Microbial Persistence, Replacement and Local Antimicrobial Therapy in Recurrent Bone and Joint Infection.

Autor: Young BC; Bone Infection Unit, Nuffield Orthopaedic Centre, Oxford University Hospitals, Oxford OX3 7LD, UK.; Nuffield Department of Medicine, University of Oxford, Oxford OX3 9DU, UK., Dudareva M; Bone Infection Unit, Nuffield Orthopaedic Centre, Oxford University Hospitals, Oxford OX3 7LD, UK.; Nuffield Department of Orthopaedics, Rheumatology and Musculoskeletal Sciences, University of Oxford, Oxford OX3 7LD, UK., Vicentine MP; Bone Infection Unit, Nuffield Orthopaedic Centre, Oxford University Hospitals, Oxford OX3 7LD, UK., Hotchen AJ; Bone Infection Unit, Nuffield Orthopaedic Centre, Oxford University Hospitals, Oxford OX3 7LD, UK., Ferguson J; Bone Infection Unit, Nuffield Orthopaedic Centre, Oxford University Hospitals, Oxford OX3 7LD, UK., McNally M; Bone Infection Unit, Nuffield Orthopaedic Centre, Oxford University Hospitals, Oxford OX3 7LD, UK.
Jazyk: angličtina
Zdroj: Antibiotics (Basel, Switzerland) [Antibiotics (Basel)] 2023 Apr 05; Vol. 12 (4). Date of Electronic Publication: 2023 Apr 05.
DOI: 10.3390/antibiotics12040708
Abstrakt: We report microbiological results from a cohort of recurrent bone and joint infection to define the contributions of microbial persistence or replacement. We also investigated for any association between local antibiotic treatment and emerging antimicrobial resistance.
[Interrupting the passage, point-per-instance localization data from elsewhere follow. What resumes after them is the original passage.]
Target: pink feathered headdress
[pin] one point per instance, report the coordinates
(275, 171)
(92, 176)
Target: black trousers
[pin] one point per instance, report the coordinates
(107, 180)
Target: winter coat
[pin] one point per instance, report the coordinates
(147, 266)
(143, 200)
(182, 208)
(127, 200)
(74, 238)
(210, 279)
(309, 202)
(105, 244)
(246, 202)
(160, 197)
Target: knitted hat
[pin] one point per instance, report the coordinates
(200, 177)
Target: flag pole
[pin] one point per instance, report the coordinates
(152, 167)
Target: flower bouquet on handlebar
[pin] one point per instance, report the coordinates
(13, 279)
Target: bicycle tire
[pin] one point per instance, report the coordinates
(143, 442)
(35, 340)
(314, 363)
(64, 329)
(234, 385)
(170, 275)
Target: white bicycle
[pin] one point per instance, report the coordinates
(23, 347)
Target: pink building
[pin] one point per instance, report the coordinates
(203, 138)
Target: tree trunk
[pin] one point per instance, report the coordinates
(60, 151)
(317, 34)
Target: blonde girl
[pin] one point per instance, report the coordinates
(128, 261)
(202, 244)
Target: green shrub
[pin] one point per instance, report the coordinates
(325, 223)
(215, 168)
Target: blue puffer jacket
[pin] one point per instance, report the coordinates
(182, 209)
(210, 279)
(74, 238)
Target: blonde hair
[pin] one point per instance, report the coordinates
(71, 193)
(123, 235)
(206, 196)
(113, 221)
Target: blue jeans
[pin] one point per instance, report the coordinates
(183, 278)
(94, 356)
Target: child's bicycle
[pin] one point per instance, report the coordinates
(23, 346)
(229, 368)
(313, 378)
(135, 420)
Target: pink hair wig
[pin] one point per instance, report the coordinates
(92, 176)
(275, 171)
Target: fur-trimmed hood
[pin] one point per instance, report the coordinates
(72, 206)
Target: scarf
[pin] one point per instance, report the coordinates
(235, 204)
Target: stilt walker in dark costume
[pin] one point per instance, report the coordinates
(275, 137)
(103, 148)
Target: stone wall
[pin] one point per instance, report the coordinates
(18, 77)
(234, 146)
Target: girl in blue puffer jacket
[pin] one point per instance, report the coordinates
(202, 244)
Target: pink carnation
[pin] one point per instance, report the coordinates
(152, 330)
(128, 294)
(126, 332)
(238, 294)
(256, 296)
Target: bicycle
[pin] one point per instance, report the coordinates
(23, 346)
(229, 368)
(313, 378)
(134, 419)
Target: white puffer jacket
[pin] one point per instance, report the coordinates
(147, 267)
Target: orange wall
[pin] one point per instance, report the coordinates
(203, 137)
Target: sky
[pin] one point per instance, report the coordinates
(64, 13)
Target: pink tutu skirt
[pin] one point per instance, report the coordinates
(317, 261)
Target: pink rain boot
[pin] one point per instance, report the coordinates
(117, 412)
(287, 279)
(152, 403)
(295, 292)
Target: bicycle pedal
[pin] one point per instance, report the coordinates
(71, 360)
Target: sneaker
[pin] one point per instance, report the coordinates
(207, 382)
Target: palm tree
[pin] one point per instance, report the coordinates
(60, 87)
Microbiological cultures and antibiotic treatments were reviewed for 125 individuals with recurrent infection (prosthetic joint infection, fracture-related infection, and osteomyelitis) at two UK centres between 2007 and 2021. At re-operation, 48/125 (38.4%) individuals had an organism from the same bacterial species as at their initial operation for infection. In 49/125 (39.2%), only new species were isolated in culture. In 28/125 (22.4%), re-operative cultures were negative. The most commonly persistent species were Staphylococcus aureus (46.3%), coagulase-negative Staphylococci (50.0%), and Pseudomonas aeruginosa (50.0%). Gentamicin non-susceptible organisms were common, identified at index procedure in 51/125 (40.8%) and at re-operation in 40/125 (32%). Gentamicin non-susceptibility at re-operation was not associated with previous local aminoglycoside treatment (21/71 (29.8%) vs. 19/54 (35.2%); p = 0.6). Emergence of new aminoglycoside resistance at recurrence was uncommon and did not differ significantly between those with and without local aminoglycoside treatment (3/71 (4.2%) vs. 4/54 (7.4%); p = 0.7). Culture-based diagnostics identified microbial persistence and replacement at similar rates in patients who re-presented with infection. Treatment for orthopaedic infection with local antibiotics was not associated with the emergence of specific antimicrobial resistance.